Un criterio útil es este:
si tu prioridad es seguir viviendo en la casa, mira primero el alquiler social
si tu prioridad es cancelar la carga hipotecaria, mira la dación en pago
si todavía hay recorrido y el problema es la presión de pago, valora el acuerdo extrajudicial
Qué cambia sobre la deuda residual
La deuda residual es lo que queda vivo después de entregar la vivienda o pactar una salida parcial. En una dación en pago bien cerrada, puede quedar extinguida, pero no siempre ocurre así si el acuerdo no lo dice con claridad.
En un alquiler social, la vivienda sigue en uso y la deuda previa puede quedar reestructurada o separada del nuevo contrato. En un acuerdo extrajudicial, la deuda puede seguir existiendo con nuevas condiciones, quitas o esperas. Esto funciona bien en teoría, pero en la práctica la letra pequeña decide si el problema termina o solo cambia de forma.
Qué documento manda más en cada caso
La escritura, la nota simple, los recibos del préstamo y los certificados de ingresos pesan más que una conversación con el gestor. También importan el empadronamiento, el libro de familia y cualquier prueba de cargas o dependencia económica.
Si ya existe demanda o ejecución hipotecaria, el momento procesal puede valer más que la propuesta económica. Una negociación tardía puede llegar cuando el banco ya no tiene incentivo para ceder.
Opción
Vivienda
Deuda residual
Tiempo medio de respuesta
Encaje típico
Dación en pago
Se entrega
Puede quedar cancelada o no, según pacto
Entre 2 y 8 semanas
Hipoteca sobre vivienda habitual con vulnerabilidad acreditada
Alquiler social
Se conserva temporalmente
Puede seguir viva o reordenada
Entre 1 y 6 semanas
Familias con necesidad de permanencia y renta asumible
Acuerdo extrajudicial
Puede conservarse
Suele reestructurarse
Entre 2 y 10 semanas
Deudor con margen real para negociar
Elige esto si: quieres una regla rápida, el alquiler social encaja cuando necesitas seguir dentro; la dación en pago encaja cuando aceptas salir; el acuerdo extrajudicial encaja cuando aún puedes ordenar la deuda antes de que el juzgado cierre el margen.
Aunque a veces se usan como si fueran lo mismo, la dación en pago , el acuerdo extrajudicial y la ejecución hipotecaria tienen efectos muy distintos. La dación en pago busca entregar la vivienda al acreedor para cancelar la hipoteca, mientras que el acuerdo extrajudicial intenta reorganizar la deuda con nuevas condiciones, sin necesidad de perder la casa de inmediato.

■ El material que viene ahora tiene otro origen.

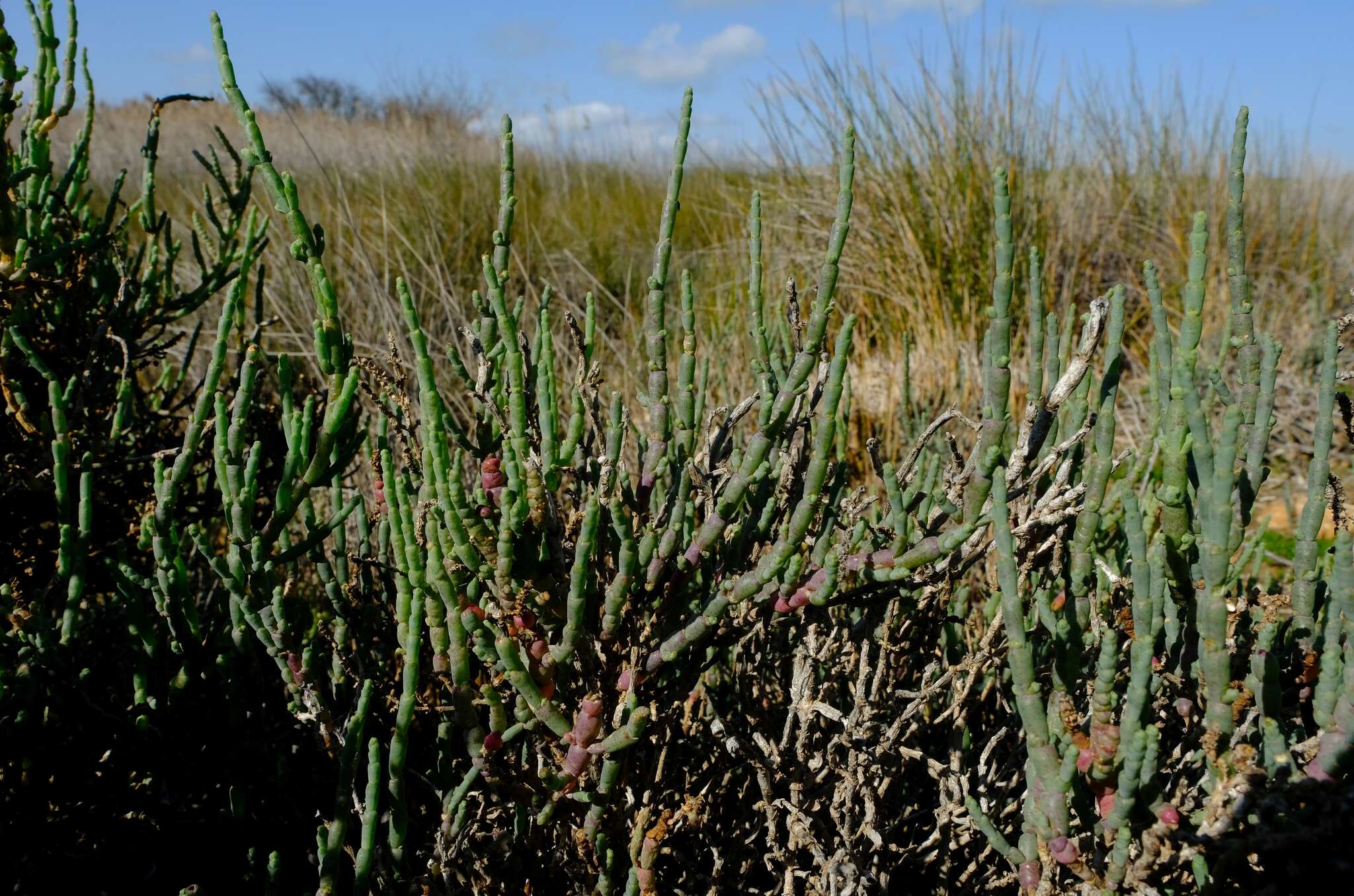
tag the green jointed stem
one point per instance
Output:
(1100, 462)
(343, 796)
(997, 375)
(1216, 520)
(758, 447)
(656, 333)
(1049, 788)
(1306, 551)
(370, 817)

En cambio, la ejecución hipotecaria es el procedimiento judicial que puede terminar en desahucio y subasta del inmueble si no hay solución antes.

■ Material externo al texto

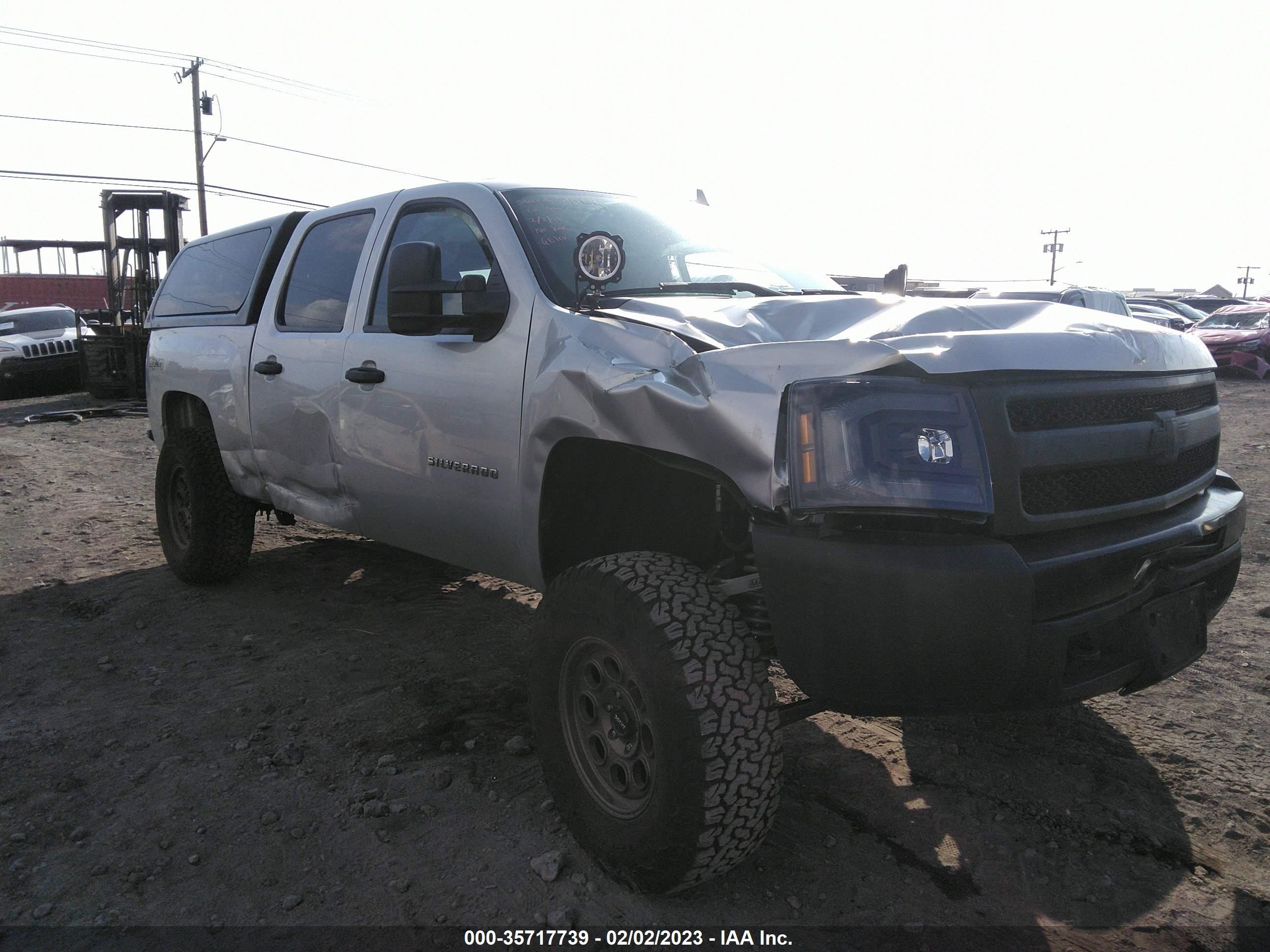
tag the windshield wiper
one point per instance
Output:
(696, 287)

La diferencia práctica es enorme: en la ejecución hipotecaria el margen para negociar se reduce, en la dación en pago se intenta cerrar el saldo pendiente , y en el acuerdo extrajudicial todavía puede haber una salida con carencia, quita o calendario de pagos.
En la práctica, estas salidas no solo se miden por si conservas o no la vivienda, sino por el tiempo real que te dejan para respirar. Un alquiler social puede darte continuidad en la casa durante un periodo pactado, pero normalmente con revisión de ingresos y límites de permanencia; la dación en pago suele cortar de raíz la hipoteca, aunque conviene verificar si elimina también la deuda residual ; y el acuerdo extrajudicial puede ganar semanas o meses decisivos para frenar la presión del banco y ordenar la negociación hipotecaria.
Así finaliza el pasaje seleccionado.